Ist die Titanbelastung ein Risikofaktor für Krebs?

Der größte Kritikpunkt ist, dass Titandioxid zwar als Zusatzstoff in Lebensmitteln und pharmazeutischen Produkten zugelassen ist, aber von der Internationalen Agentur für Krebsforschung und dem Nationalen Institut für Arbeitssicherheit und Gesundheitsschutz auch als “möglicherweise krebserregend für den Menschen” eingestuft wird.
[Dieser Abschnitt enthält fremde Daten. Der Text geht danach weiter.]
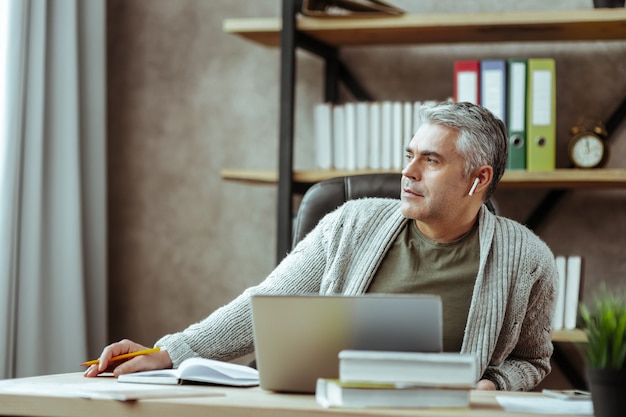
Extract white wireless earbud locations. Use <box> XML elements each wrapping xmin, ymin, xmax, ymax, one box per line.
<box><xmin>467</xmin><ymin>178</ymin><xmax>480</xmax><ymax>195</ymax></box>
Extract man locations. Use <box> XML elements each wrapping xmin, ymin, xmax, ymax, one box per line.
<box><xmin>85</xmin><ymin>103</ymin><xmax>556</xmax><ymax>390</ymax></box>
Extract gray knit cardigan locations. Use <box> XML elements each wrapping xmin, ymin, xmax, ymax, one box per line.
<box><xmin>155</xmin><ymin>198</ymin><xmax>557</xmax><ymax>390</ymax></box>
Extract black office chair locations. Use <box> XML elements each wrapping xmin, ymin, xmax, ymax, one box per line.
<box><xmin>292</xmin><ymin>173</ymin><xmax>497</xmax><ymax>246</ymax></box>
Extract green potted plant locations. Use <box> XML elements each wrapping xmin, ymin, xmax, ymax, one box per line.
<box><xmin>579</xmin><ymin>285</ymin><xmax>626</xmax><ymax>417</ymax></box>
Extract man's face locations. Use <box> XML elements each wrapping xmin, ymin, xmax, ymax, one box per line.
<box><xmin>400</xmin><ymin>123</ymin><xmax>471</xmax><ymax>226</ymax></box>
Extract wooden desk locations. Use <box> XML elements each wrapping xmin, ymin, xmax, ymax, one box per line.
<box><xmin>0</xmin><ymin>373</ymin><xmax>556</xmax><ymax>417</ymax></box>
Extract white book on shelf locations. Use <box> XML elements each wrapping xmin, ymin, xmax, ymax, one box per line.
<box><xmin>368</xmin><ymin>101</ymin><xmax>381</xmax><ymax>169</ymax></box>
<box><xmin>411</xmin><ymin>101</ymin><xmax>422</xmax><ymax>134</ymax></box>
<box><xmin>398</xmin><ymin>101</ymin><xmax>415</xmax><ymax>161</ymax></box>
<box><xmin>344</xmin><ymin>102</ymin><xmax>357</xmax><ymax>171</ymax></box>
<box><xmin>563</xmin><ymin>255</ymin><xmax>582</xmax><ymax>330</ymax></box>
<box><xmin>333</xmin><ymin>104</ymin><xmax>346</xmax><ymax>169</ymax></box>
<box><xmin>391</xmin><ymin>101</ymin><xmax>404</xmax><ymax>170</ymax></box>
<box><xmin>339</xmin><ymin>350</ymin><xmax>478</xmax><ymax>388</ymax></box>
<box><xmin>356</xmin><ymin>101</ymin><xmax>370</xmax><ymax>169</ymax></box>
<box><xmin>313</xmin><ymin>103</ymin><xmax>333</xmax><ymax>169</ymax></box>
<box><xmin>552</xmin><ymin>255</ymin><xmax>567</xmax><ymax>330</ymax></box>
<box><xmin>380</xmin><ymin>101</ymin><xmax>393</xmax><ymax>169</ymax></box>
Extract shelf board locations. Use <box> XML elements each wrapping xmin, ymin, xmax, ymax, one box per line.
<box><xmin>223</xmin><ymin>8</ymin><xmax>626</xmax><ymax>47</ymax></box>
<box><xmin>221</xmin><ymin>169</ymin><xmax>626</xmax><ymax>189</ymax></box>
Studien zeigen, dass Titandioxid unerwünschte Wirkungen verursacht, indem es oxidativen Stress erzeugt, was zu Zellschäden, Rötungen und Abwehrreaktionen führt. (6)

Ist Titan vielleicht sicher?

Eine französische Untersuchung zur Sicherheit von Titandioxid ergab: “Das Gewicht der wissenschaftlichen Beweise deutet darauf hin, dass unlösliche Nanopartikel, die in Sonnenschutzmitteln verwendet werden, kein oder nur ein vernachlässigbares Risiko für die menschliche Gesundheit darstellen und gleichzeitig große gesundheitliche Vorteile bieten, wie beispielsweise den Schutz der menschlichen Haut vor UV-induzierter Hautalterung und Krebs“.

Da L’OREAL die Studie unterstützt hat, bin ich geneigt, sie mit Vorsicht zu genießen. (7)

Bis Langzeitdaten über die Absorption, Verteilung, Ausscheidung und Toxizität von Nanopartikeln aus Titan verfügbar sind und bis relevante Daten über die Exposition des Menschen vorliegen, empfehle ich, Titanverbindungen zu vermeiden.

Es stehen Labortests zur Verfügung, um den Gehalt an Titandioxid oder metallischem Titan in deinem Körper zu bestimmen.

Wenn du dir Sorgen um deine Exposition gegenüber Titan machst, würde ich dir empfehlen, dich testen zu lassen, um deine Werte zu bestimmen und eine Reinigung von toxischen Metallen durchzuführen, wenn du denkst, dass die werte zu hoch sind.